Five international teams have been announced as finalists for the Wendy Schmidt Ocean Health XPrize, giving them the chance to help save the oceans from rapid acidification and win $2 million. It’s a huge prize and an even bigger deal: Ocean acidification is a dangerous side effect of global warming, resulting when atmospheric carbon dioxide dissolves in the water. An acidic ocean kills corals and threatens marine species. The Ocean Health XPrize finalists are competing to build the most efficient and cost-effective pH meter, an essential tool to measure the ocean’s acidity.
XPrize describes itself as an “innovation engine,” driven by the idea that people will make things happen so long as they’re incentivized. Companies such as Google and Deloitte, and government agencies like NASA and the U.S. Department of Energy, fund the prizes.
For $2 million, people will do a lot of things, including devote a year to build a pH meter that can withstand a trip 10,000 feet under the sea, corrosive waters, and ravenous ocean creatures. The prize is split into two parts: $1 million for the most accurate pH reader and $1 million for the most user- and wallet-friendly one. Most teams aim to win both.
The winners will be announced at the XPrize awards gala in New York on July 20th. From the initial pool of 77 applicants, 26 teams built their prototypes in time, and — after several rounds of competition — the five finalists were chosen after a week of testing in waters 0 to 3,000 meters deep off of Oahu, using a U.S. Navy ship as a research base. The finalists hail from around the world and use a range of different approaches. Team Xylem, from Norway, has years of experience selling commercial aquatic sensors, while the U.K.’s Team ANB Sensors, considered the competition’s underdogs (they only started working on their submission a month before it was due), use patented electrodes for an electrochemical approach. Teams from the United States and Japan also made it to the finals.

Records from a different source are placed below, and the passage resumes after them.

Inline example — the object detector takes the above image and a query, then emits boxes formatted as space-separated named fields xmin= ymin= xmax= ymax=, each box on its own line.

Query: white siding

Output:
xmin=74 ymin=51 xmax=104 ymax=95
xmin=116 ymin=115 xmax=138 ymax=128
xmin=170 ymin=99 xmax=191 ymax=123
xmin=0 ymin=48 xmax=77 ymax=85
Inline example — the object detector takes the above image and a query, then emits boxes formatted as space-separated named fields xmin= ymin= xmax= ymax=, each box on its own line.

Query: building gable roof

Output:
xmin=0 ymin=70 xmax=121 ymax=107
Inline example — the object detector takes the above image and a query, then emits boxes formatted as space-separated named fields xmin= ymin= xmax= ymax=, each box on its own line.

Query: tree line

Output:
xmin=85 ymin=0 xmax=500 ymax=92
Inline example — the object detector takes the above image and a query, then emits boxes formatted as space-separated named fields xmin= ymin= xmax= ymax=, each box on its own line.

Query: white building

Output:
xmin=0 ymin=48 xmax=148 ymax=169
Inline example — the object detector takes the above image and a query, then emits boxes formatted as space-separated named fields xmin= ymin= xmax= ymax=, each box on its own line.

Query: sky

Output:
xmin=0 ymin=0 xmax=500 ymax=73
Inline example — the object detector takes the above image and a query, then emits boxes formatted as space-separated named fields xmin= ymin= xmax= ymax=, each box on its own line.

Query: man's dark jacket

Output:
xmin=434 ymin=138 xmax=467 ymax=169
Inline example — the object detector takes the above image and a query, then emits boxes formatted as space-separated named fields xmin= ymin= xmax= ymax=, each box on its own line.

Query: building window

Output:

Acidity has been especially hard to measure in high latitudes, the coasts, and the deep sea. That lack of data is slowing industry and government officials from doing much about it. The creators of the Ocean Health XPrize hope the winning sensor will help scientists get this information — and, further, that it’ll catalyze the development of the ocean services industry and inspire the public before it’s too late.